Book Report: The Great Believers

Sometimes you have a craving for something different—spicy, or sour, or never-before-tasted. Sometimes you crave something—not familiar or bland or comforting per se—but the platonic ideal of a category which brings you pleasure. An exquisite slice of pizza. That turkey sandwich this one place near you makes, with just the right bread, and a sriracho-mayo spread. The first sip of a Coke. The bit of a burrito where the ratio of rice-beans-sauce-cheese is symphonic.

And media is no different. Sometimes it simply must be Friends. Or, in spite of yourself, you feel a deep yearning to spend a couple hours in Woody Allen’s New York. Or only the vibrancy of Almodovar will do.

This is how reading The Great Believers felt: It is a perfect novel. Perfectly a novel. Are you craving something clean but sophisticated, artistic but accessible, contemporary in content while still classical in form? Rebecca Makai’s satisfyingly hefty (but not heavy) book is your next read. It is not the box of mac’n’cheese, it is the bowl of spaghetti with fresh-grated parmesan on top.

In two parallel timelines, it follows a group of young gay men living through the AIDS crisis in Chicago in the 1980s, and then the present-day life of a woman whose brother was among the first of those friends to die. It is not a “sad book,” though it is wrought from tragedy. It is gorgeous and emotionally honest but never melodramatic. The main characters of each timeline, Yale and Fiona, are winning, as is the city of Chicago.

From Makkai’s own site:

In 1985, Yale Tishman, the development director for a Chicago art gallery, is about to pull off a coup, bringing an extraordinary collection of 1920s paintings. Yet as his career begins to flourish, the carnage of the AIDs epidemic grows around him. One by one, his friends are dying and after his friend Nico’s funeral, the virus circles closer and closer to Yale himself. Soon the only person he has left is Fiona, Nico’s little sister.
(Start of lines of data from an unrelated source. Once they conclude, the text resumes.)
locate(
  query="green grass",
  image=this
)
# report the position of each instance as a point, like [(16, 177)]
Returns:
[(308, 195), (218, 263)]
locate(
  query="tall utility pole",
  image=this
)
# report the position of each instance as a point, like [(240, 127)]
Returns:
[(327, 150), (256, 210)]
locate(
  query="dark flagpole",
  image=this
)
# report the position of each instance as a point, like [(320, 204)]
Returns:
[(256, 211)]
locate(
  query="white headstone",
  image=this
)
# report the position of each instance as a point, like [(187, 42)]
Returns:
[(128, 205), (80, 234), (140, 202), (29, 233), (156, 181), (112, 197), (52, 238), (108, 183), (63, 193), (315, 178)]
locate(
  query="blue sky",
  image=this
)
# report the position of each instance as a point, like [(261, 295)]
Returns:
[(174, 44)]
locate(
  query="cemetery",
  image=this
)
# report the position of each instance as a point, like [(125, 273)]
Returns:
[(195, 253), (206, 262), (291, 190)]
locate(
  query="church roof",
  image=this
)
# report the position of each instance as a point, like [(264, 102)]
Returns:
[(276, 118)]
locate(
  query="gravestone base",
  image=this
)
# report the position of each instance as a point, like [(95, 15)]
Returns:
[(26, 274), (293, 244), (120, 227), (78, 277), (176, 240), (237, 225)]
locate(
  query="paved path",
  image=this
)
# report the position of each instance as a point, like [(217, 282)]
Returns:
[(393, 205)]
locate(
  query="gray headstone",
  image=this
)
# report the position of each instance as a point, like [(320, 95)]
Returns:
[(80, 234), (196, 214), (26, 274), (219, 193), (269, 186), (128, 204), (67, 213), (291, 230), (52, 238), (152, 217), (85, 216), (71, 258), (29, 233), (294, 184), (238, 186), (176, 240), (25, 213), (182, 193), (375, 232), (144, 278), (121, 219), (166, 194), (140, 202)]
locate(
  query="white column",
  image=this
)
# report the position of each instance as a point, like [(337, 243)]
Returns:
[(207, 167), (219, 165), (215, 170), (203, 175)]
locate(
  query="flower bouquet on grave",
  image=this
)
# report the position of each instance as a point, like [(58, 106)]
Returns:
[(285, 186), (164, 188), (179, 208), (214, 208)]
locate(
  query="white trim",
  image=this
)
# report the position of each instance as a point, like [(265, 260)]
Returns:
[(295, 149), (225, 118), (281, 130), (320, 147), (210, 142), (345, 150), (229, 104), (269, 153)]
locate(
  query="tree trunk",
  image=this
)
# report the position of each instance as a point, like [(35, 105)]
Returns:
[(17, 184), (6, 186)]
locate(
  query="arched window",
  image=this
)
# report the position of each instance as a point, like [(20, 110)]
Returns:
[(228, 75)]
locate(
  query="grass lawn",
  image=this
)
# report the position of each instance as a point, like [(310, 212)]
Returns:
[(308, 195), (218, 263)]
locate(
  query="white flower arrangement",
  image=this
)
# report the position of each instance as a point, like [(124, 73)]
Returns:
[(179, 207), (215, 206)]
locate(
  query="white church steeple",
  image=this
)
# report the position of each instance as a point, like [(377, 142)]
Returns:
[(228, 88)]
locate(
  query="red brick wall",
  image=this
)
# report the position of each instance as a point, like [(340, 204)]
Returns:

Thirty years later, Fiona is in Paris tracking down her estranged daughter who disappeared into a cult. While staying with an old friend, a famous photographer who documented the Chicago epidemic, she finds herself finally grappling with the devastating ways the AIDS crisis affected her life and her relationship with her daughter. Yale and Fiona’s intertwining stories take us through the heartbreak of 80’s and the chaos of the modern world, as both struggle to find goodness in the midst of disaster.
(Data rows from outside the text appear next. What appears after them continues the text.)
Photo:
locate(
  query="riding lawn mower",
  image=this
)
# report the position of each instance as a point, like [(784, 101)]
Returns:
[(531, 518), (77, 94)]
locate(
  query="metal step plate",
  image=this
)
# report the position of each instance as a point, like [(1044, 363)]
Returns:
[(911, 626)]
And for readers like me who were removed enough and/or too young to have a real awareness or understanding of what was going on during those years, it recreates the lived experience of a singularly exuberant and devastating moment in time. This has the effect of un-flattening our known, retrospective grasp of history and reminding us of how disasters are lived in forward-moving time: with a million questions, with surprise, with love and fear. With lots of hope for the unknown and unknowable future.